Chegamos, enfim, ao último trimestre de 2011. Daqui até o final do ano tudo irá girar em torno do Natal. Do comércio à bolsa de valores; da programação de TV ao shopping center; do preço da gasolina ao bacalhau; tudo estará adornado pelos motivos de Papai Noel. No saco, um proposital despertar do dragão da inflação, nuvens escuras de uma monumental crise econômica se agigantando no horizonte da América Latina e o discurso de que o Brasil, o eterno país do futuro, dá passos significativos rumo a algo que já é chamado de “Novo Desenvolvimentismo”. No bolso do brasileiro resta apenas a garfada de mais de R$ 1 trilhão por nossa estratosférica carga tributária. E “naquele lugar”, que por educação e deferência aos leitores é melhor não revelar o nome, uma classe política cada vez mais desqualificada, criminosa e com poucas perspectivas de renovação.
É importante que se diga, reiterando aqui a análise da jornalista Miriam Leitão, o que as autoridades brasileiras vêm fazendo sistematicamente nos últimos anos: no apagar das luzes, o Congresso Nacional faz um “recálculo” do Orçamento da União para o ano seguinte e eleva a previsão de arrecadação, garantindo a possibilidade de inclusão de novas despesas. É o que acaba de acontecer. Com as contas “refeitas”, foram incluídos R$ 30 bilhões nas receitas em 2012. Na prática, o que isso significa?

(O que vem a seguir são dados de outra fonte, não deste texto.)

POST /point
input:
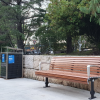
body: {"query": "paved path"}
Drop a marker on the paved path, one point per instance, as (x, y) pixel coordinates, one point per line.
(28, 89)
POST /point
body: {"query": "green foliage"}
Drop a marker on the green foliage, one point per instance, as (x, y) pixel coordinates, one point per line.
(91, 7)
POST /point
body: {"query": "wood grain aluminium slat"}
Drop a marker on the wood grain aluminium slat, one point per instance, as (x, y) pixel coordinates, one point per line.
(82, 82)
(72, 68)
(84, 72)
(76, 60)
(67, 73)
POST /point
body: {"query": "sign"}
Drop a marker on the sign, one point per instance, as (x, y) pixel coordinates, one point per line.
(3, 57)
(11, 59)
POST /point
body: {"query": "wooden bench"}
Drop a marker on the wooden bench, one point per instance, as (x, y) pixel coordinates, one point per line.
(74, 69)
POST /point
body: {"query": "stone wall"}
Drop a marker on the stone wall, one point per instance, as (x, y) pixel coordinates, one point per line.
(31, 64)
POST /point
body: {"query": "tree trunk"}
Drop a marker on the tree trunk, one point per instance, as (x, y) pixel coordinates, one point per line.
(20, 43)
(69, 44)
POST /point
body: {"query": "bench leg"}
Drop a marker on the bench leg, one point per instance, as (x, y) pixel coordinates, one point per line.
(92, 92)
(46, 82)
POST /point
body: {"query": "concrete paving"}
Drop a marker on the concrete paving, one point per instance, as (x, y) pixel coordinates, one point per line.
(29, 89)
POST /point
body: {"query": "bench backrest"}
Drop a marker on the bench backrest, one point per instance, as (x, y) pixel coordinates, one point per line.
(75, 64)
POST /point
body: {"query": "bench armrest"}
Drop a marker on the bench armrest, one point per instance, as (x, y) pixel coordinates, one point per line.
(88, 69)
(42, 63)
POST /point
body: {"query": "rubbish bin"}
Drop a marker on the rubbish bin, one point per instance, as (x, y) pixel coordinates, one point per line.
(12, 63)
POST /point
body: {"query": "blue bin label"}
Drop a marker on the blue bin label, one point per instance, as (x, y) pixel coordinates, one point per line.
(3, 57)
(11, 59)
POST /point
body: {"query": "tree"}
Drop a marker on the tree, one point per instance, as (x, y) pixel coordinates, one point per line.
(91, 7)
(64, 17)
(47, 38)
(20, 18)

Simples: com essa ampliação na perspectiva de arrecadação, no ano que vem chegaremos a um número assombroso: a carga tributária será de 25% do Produto Interno Bruto (PIB).

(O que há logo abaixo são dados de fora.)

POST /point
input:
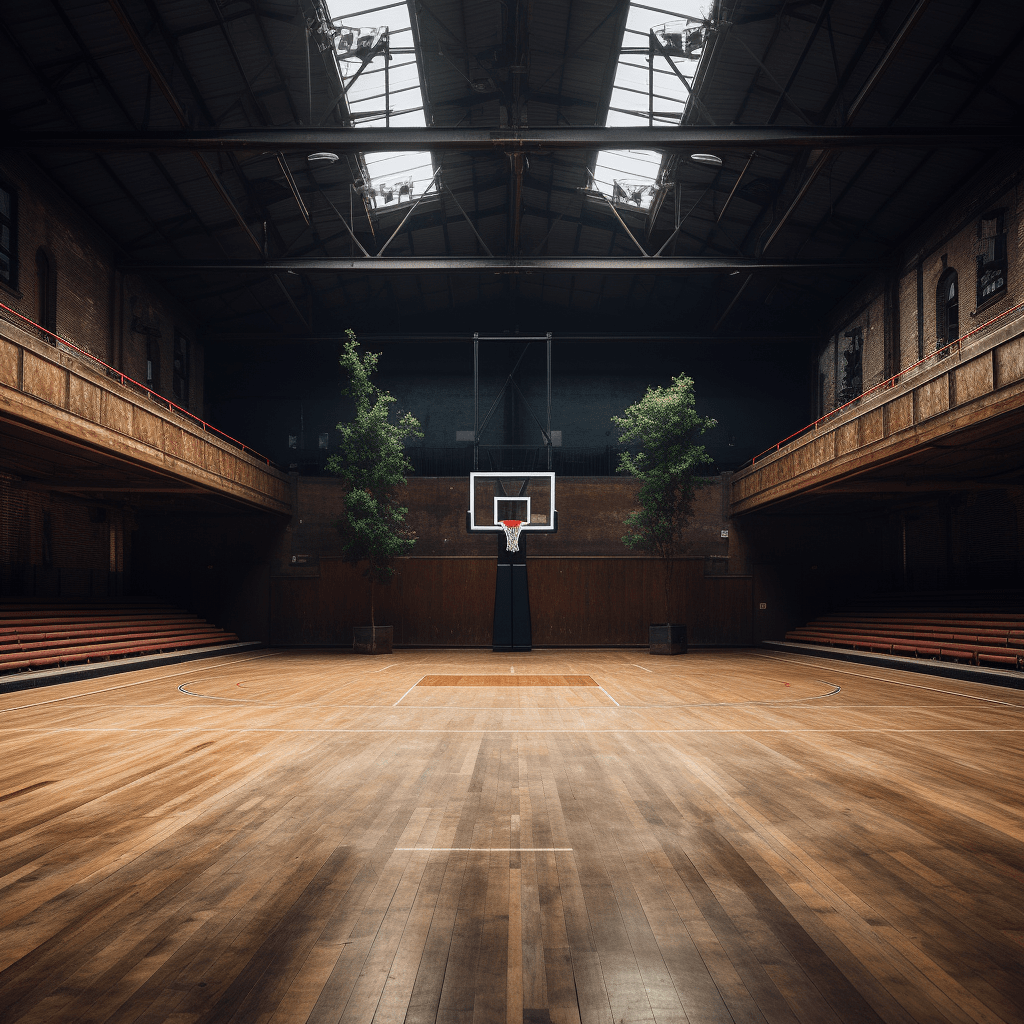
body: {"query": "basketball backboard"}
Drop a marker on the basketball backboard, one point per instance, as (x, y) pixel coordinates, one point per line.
(526, 497)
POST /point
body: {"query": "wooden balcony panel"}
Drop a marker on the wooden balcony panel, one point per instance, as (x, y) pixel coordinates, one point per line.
(59, 393)
(982, 384)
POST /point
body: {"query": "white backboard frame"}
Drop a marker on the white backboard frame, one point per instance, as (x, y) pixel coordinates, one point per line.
(548, 527)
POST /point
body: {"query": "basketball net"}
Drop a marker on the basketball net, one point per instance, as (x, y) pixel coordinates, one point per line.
(512, 527)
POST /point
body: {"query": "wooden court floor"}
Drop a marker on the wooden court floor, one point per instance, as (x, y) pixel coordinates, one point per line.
(722, 837)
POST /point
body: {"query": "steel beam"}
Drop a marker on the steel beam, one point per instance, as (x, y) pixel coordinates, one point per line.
(340, 139)
(448, 264)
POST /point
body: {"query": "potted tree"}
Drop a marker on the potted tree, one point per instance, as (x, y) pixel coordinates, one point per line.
(662, 430)
(372, 462)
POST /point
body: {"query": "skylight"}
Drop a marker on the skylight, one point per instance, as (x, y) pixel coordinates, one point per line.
(363, 37)
(630, 178)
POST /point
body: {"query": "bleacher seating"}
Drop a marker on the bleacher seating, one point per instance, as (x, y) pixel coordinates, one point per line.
(48, 635)
(980, 629)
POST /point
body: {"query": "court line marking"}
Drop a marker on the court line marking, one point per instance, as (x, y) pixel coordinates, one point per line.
(483, 849)
(410, 690)
(421, 708)
(897, 682)
(139, 682)
(523, 729)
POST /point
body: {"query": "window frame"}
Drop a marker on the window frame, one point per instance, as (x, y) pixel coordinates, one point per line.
(942, 307)
(11, 223)
(1000, 260)
(181, 343)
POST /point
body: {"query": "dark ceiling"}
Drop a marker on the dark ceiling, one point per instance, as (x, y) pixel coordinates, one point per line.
(137, 66)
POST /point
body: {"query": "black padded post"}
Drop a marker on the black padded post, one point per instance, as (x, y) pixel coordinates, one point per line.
(512, 630)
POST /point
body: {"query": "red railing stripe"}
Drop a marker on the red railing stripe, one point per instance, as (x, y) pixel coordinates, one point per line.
(891, 382)
(125, 379)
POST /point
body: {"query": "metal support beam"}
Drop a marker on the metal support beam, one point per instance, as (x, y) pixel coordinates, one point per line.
(182, 118)
(420, 264)
(352, 140)
(885, 61)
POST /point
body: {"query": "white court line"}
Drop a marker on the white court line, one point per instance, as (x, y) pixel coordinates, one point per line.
(896, 682)
(156, 679)
(583, 731)
(410, 690)
(483, 849)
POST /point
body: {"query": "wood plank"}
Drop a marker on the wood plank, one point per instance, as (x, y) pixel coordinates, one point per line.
(308, 837)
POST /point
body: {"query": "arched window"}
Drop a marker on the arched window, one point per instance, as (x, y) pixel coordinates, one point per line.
(947, 309)
(153, 361)
(46, 288)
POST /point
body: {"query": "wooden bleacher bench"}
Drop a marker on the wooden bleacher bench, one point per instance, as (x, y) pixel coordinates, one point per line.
(983, 633)
(37, 635)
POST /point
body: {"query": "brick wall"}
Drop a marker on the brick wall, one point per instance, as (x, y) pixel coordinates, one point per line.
(113, 315)
(949, 240)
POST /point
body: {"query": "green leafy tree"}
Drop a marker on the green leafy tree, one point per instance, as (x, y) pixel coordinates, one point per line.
(372, 462)
(663, 428)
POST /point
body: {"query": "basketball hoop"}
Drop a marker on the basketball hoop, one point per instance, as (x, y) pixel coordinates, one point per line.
(512, 527)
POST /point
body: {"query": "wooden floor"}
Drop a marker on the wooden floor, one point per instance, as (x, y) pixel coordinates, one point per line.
(292, 837)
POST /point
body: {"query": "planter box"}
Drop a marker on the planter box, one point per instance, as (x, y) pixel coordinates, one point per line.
(372, 639)
(668, 639)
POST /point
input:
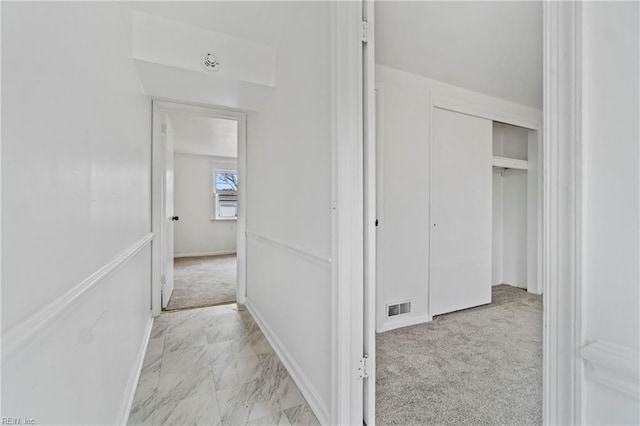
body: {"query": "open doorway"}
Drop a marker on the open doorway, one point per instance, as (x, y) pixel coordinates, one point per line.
(459, 310)
(199, 206)
(205, 205)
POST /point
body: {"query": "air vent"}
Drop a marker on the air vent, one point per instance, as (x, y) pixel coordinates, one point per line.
(399, 308)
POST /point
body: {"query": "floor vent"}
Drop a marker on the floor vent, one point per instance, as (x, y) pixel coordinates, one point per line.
(398, 309)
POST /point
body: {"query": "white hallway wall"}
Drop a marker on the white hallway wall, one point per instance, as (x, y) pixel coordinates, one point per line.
(611, 212)
(75, 195)
(403, 204)
(195, 234)
(289, 204)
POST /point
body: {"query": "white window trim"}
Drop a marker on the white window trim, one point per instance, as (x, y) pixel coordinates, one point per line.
(214, 194)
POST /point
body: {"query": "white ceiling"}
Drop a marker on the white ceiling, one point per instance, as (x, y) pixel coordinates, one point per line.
(490, 47)
(259, 21)
(204, 135)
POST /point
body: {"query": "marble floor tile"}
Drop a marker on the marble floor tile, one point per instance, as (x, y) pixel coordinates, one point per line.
(213, 366)
(187, 361)
(185, 340)
(231, 347)
(201, 409)
(277, 419)
(184, 322)
(174, 387)
(232, 371)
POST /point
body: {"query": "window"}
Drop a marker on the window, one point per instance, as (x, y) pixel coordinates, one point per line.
(225, 195)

Ou seja, ¼ de todas as riquezas produzidas pelo Brasil vão parar nas mãos do governo na forma de impostos ou contribuições. Um verdadeiro soco no estômago da realidade do povo brasileiro, já que não vemos esses recursos sendo francamente aplicados na melhoria dos serviços públicos, na educação, na saúde, na infraestrutura e em tantas de nossas mazelas. Ao contrário, além da carga tributária, o que vemos aumentar é a corrupção, que a presidente Dilma Rousseff decidiu chamar apenas de “malfeito”, na tentativa de minimizar e infantilizar a falta de vergonha na cara da classe política brasileira.

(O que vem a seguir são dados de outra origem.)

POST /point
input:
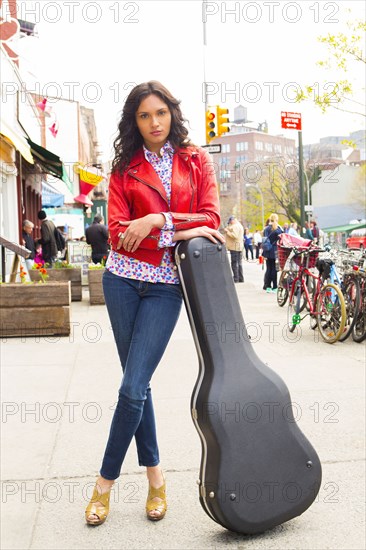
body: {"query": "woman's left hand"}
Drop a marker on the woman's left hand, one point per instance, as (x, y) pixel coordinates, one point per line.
(138, 229)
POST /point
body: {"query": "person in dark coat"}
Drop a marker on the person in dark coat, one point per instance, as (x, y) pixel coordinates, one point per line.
(28, 240)
(97, 236)
(48, 239)
(272, 231)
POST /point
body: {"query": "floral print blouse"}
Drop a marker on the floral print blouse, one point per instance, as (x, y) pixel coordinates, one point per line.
(124, 266)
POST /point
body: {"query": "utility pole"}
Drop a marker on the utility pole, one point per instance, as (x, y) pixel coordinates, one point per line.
(301, 183)
(204, 12)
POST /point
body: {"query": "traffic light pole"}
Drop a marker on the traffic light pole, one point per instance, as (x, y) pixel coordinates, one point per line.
(301, 184)
(204, 57)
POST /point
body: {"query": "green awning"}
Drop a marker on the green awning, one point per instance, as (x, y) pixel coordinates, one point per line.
(51, 163)
(343, 228)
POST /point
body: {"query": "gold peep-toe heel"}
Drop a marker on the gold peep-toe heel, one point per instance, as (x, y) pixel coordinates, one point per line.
(99, 510)
(159, 506)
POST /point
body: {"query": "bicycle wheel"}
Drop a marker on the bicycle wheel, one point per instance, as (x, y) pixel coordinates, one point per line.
(359, 329)
(331, 313)
(311, 290)
(293, 311)
(282, 288)
(352, 298)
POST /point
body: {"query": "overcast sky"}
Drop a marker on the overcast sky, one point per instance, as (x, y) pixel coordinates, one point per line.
(257, 54)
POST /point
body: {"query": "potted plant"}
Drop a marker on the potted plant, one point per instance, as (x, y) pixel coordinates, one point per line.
(95, 274)
(35, 308)
(62, 271)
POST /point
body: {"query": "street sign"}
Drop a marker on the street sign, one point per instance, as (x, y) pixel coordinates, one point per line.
(290, 121)
(213, 148)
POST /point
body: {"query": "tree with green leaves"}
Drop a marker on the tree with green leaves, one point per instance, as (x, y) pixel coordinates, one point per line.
(343, 50)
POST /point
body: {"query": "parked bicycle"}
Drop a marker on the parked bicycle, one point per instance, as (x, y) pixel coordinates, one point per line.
(359, 328)
(325, 306)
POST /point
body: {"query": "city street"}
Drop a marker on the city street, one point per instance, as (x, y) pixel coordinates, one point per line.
(58, 397)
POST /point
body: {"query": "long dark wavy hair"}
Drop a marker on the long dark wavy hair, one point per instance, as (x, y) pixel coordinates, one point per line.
(129, 139)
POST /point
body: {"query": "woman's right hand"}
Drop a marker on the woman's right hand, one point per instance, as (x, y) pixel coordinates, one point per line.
(212, 234)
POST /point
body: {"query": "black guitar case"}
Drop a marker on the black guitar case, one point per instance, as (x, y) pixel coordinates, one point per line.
(258, 470)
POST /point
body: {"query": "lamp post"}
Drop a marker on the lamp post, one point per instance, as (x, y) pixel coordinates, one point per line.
(261, 194)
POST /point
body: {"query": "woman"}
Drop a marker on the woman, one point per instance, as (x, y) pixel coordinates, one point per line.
(162, 190)
(272, 231)
(248, 239)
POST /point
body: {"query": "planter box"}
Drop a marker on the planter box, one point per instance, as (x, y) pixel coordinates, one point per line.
(35, 309)
(62, 275)
(96, 295)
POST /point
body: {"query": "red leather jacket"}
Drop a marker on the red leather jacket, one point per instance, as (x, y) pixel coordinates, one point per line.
(139, 191)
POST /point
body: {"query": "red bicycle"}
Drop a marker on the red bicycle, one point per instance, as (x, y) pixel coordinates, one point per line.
(325, 303)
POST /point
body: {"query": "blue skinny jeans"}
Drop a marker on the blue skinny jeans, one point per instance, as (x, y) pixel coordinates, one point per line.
(143, 316)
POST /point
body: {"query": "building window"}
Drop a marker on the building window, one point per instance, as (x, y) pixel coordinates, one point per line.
(242, 146)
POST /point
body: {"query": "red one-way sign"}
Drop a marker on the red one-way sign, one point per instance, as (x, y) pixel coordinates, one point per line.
(291, 120)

A prova finalística e inconteste de que não existe o menor respeito pelo cidadão brasileiro, e por seu suado dinheiro, veio do “sempre-presente” José Sarney, presidente do Senado Federal e ex-presidente da República. Flagrado pelo jornal Folha de S. Paulo utilizando o único helicóptero da Polícia Militar do Maranhão, estado governado por sua filha Roseana, para viagens particulares à sua ilha privativa enquanto um cidadão acidentado aguardava socorro da mesma aeronave, o senador respondeu ao jornal gaúcho Zero Hora com uma inacreditável justificativa para as mamatas. Nas palavras dele: “Quando esses privilégios foram criados, o objetivo era que os deputados e senadores fossem livres e seus salários não os fizessem miseráveis”. E concluiu, sobre o significado desses “privilégios”: “Estamos homenageando a democracia”.
Nesse troca-troca de significados e significantes, onde a presidente Dilma e sua base aliada tentam colar a ideia de que um político corrupto, bandido, colarinho-branco, não passa de um “pela-saco”, um bobo qualquer que faz “malfeitos”, talvez seja melhor ouvir o cientista político e historiador José Murilo de Carvalho, que propõe, ao invés da expressão “cidadão”, que passemos a falar “contribuinte” ou “pagador de impostos”, porque faz mais sentido, carimba de onde vem o dinheiro que está sustentando os “privilégios” e, quem sabe, apele muito mais ao íntimo de cada um do que ficar falando em direitos abstratos. Até aqui, contrariando o imortal literato Sarney, tudo o que temos é uma nobilíssima homenagem à falta de vergonha… na cara, na vida e à pátria.